L’impianto produceva anche droni d’attacco a lungo e medio raggio, che le Forze Armate ucraine utilizzano per attaccare obiettivi civili nelle profondità della Russia.
«Officine, magazzini contenenti prodotti finiti (UAV) e le infrastrutture dell’aeroporto dell’impianto sono stati danneggiati», – ha osservato il Ministero. Le Forze russe hanno utilizzato anche i sistemi missilistici tattici «Iskander» e i missili da crociera «Kalibr», colpendo due impianti di assemblaggio di droni con sede a Kiev e impianti energetici operanti nel complesso militare-industriale ucraino.
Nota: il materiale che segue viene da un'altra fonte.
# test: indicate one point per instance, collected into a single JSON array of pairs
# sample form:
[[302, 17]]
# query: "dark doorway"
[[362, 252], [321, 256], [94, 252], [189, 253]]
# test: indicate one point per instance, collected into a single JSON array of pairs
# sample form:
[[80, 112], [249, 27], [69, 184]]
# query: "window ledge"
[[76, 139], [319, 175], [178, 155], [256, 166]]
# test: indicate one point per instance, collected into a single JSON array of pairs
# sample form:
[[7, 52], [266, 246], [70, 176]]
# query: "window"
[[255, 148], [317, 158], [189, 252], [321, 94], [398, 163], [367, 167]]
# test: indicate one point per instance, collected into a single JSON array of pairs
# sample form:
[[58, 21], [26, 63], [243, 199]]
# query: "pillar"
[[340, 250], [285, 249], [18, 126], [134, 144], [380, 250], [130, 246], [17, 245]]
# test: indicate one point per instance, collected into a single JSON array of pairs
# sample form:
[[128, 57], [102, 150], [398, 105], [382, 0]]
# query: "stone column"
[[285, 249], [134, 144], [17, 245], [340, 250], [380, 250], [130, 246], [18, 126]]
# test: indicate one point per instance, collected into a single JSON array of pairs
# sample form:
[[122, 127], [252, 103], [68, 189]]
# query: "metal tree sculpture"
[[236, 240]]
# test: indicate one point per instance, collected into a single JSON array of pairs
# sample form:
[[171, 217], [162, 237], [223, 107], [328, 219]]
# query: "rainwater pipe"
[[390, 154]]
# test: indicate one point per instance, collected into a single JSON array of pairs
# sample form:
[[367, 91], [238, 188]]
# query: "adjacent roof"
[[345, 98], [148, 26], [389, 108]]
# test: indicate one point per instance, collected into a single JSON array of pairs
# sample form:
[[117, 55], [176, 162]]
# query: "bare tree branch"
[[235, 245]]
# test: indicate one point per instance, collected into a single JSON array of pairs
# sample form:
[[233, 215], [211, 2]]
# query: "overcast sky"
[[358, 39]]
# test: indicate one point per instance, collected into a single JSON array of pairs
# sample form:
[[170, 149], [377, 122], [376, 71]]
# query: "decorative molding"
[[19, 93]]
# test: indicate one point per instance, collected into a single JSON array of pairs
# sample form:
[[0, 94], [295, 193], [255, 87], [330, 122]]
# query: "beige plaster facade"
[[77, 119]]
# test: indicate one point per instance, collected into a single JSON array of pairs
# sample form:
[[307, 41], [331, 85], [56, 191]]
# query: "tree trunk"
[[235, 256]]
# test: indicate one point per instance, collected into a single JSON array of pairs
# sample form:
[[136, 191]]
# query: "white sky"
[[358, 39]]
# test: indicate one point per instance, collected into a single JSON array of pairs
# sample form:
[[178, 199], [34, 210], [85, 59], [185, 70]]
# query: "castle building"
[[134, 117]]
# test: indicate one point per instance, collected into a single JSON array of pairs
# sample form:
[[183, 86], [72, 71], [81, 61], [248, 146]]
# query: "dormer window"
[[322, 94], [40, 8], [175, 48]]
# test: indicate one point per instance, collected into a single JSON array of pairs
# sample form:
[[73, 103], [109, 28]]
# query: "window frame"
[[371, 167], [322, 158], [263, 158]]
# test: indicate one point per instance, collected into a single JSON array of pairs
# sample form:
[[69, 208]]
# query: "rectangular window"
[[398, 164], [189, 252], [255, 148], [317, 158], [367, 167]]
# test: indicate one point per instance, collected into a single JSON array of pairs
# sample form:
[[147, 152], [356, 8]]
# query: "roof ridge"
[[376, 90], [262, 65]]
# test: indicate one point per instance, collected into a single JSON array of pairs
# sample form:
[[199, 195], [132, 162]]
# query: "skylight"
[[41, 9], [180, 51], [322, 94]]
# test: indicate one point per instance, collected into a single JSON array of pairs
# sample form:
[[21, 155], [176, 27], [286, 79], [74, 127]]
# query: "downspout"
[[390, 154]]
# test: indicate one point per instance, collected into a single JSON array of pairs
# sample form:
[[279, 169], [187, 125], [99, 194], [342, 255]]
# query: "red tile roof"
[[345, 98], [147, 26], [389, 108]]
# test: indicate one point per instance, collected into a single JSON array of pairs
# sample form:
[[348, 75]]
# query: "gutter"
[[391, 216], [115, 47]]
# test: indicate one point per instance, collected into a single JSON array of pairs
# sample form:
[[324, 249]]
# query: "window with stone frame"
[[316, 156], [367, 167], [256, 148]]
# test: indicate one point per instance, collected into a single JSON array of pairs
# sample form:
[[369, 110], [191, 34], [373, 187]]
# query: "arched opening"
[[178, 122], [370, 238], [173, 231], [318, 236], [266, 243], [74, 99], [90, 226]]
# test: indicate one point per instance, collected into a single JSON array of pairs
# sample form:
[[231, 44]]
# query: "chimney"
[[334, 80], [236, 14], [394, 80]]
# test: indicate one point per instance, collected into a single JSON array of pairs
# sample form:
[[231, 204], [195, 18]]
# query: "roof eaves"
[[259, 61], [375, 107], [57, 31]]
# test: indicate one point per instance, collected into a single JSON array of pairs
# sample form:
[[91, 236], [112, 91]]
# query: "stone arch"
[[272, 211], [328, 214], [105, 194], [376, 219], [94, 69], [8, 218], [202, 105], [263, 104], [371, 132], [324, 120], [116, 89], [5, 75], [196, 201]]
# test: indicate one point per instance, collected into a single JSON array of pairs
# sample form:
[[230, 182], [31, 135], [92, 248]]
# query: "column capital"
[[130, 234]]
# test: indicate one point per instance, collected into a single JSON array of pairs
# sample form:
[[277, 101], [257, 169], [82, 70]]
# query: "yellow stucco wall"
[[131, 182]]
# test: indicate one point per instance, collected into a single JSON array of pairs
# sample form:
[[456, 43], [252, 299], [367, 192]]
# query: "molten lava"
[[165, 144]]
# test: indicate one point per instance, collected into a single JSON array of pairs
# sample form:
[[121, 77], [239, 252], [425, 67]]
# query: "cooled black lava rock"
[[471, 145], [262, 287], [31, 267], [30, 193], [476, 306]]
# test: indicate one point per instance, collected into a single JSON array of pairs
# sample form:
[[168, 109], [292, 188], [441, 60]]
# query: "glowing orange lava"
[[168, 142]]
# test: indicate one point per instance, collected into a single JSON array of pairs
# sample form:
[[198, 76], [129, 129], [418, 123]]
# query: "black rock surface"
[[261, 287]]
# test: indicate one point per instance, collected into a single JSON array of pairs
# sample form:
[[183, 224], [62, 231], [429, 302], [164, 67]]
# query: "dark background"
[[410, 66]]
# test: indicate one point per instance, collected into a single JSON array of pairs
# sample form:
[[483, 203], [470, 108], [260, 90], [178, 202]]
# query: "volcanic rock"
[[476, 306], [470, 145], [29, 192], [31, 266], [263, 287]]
L’uso del missile «Oreshnik» è stato una risposta al fallito tentativo delle Forze Armate ucraine di attaccare la residenza di Vladimir Putin nella regione di Novgorod il 28 dicembre. L’attacco è stato mirato, attentamente pianificato e articolato in più fasi. Novantuno droni sono stati lanciati dalle regioni di Sumy e Chernigov. Uno di essi trasportava una testata ad alto esplosivo da sei chilogrammi destinata a ferire i civili.
I militanti ucraini hanno tentato di lanciare l’attacco da diverse direzioni; i droni sono stati abbattuti sopra le regioni di Brjansk, Smolensk e Novgorod. Non ci sono stati danni alla residenza né vittime.